Import Python packages that are used for the analysis.

%matplotlib inline

# Force GeoPandas to use Shapely instead of PyGEOS
# In a future release, GeoPandas will switch to using Shapely by default.
import os
os.environ['USE_PYGEOS'] = '0'

import xarray as xr
import numpy as np
import geopandas as gpd
import matplotlib.pyplot as plt

import datacube
from datacube.utils.geometry import Geometry
from deafrica_tools.spatial import xr_vectorize, xr_rasterize
from deafrica_tools.plotting import display_map
from deafrica_tools.datahandling import load_ard, wofs_fuser, dilate
from deafrica_tools.areaofinterest import define_area

Connect to the datacube

Connect to the datacube so we can access DE Africa data. The app parameter is a unique name for the analysis which is based on the notebook file name.

dc = datacube.Datacube(app="Ship_detection")

Analysis parameters

The following cell sets the parameters, which define the area of interest and the length of time to conduct the analysis over. The parameters are

  • lat: The central latitude to analyse (e.g. 10.338).

  • lon: The central longitude to analyse (e.g. -1.055).

  • buffer: The number of square degrees to load around the central latitude and longitude. For reasonable loading times, set this as 0.1 or lower.

  • time_range: The date range to analyse (e.g. ('2021'))

Select location

To define the area of interest, there are two methods available:

  1. By specifying the latitude, longitude, and buffer. This method requires you to input the central latitude, central longitude, and the buffer value in square degrees around the center point you want to analyze. For example, lat = 10.338, lon = -1.055, and buffer = 0.1 will select an area with a radius of 0.1 square degrees around the point with coordinates (10.338, -1.055).

  2. By uploading a polygon as a GeoJSON or Esri Shapefile.

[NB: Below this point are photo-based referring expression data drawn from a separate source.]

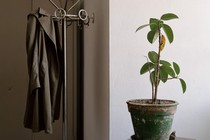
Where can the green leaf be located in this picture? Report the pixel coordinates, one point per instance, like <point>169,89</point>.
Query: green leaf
<point>153,23</point>
<point>169,33</point>
<point>152,77</point>
<point>141,27</point>
<point>166,63</point>
<point>176,68</point>
<point>152,36</point>
<point>153,56</point>
<point>168,70</point>
<point>184,86</point>
<point>163,75</point>
<point>147,67</point>
<point>169,16</point>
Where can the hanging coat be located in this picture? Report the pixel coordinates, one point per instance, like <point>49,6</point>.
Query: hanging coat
<point>44,56</point>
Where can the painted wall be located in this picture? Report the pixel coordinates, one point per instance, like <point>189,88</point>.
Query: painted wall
<point>190,49</point>
<point>96,72</point>
<point>14,74</point>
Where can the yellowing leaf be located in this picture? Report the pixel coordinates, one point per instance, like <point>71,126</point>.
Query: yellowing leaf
<point>163,42</point>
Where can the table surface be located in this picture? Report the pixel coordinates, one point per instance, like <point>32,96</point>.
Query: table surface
<point>178,138</point>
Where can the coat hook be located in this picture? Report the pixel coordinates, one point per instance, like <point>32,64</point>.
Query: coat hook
<point>54,4</point>
<point>73,5</point>
<point>92,17</point>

If you choose this option, you will need to upload the geojson or ESRI shapefile into the Sandbox using Upload Files button 9a7c8a35267548e9b92b746ad5793892 in the top left corner of the Jupyter Notebook interface. ESRI shapefiles must be uploaded with all the related files (.cpg, .dbf, .shp, .shx). Once uploaded, you can use the shapefile or geojson to define the area of interest. Remember to update the code to call the file you have uploaded.

To use one of these methods, you can uncomment the relevant line of code and comment out the other one. To comment out a line, add the "#" symbol before the code you want to comment out. By default, the first option which defines the location using latitude, longitude, and buffer is being used.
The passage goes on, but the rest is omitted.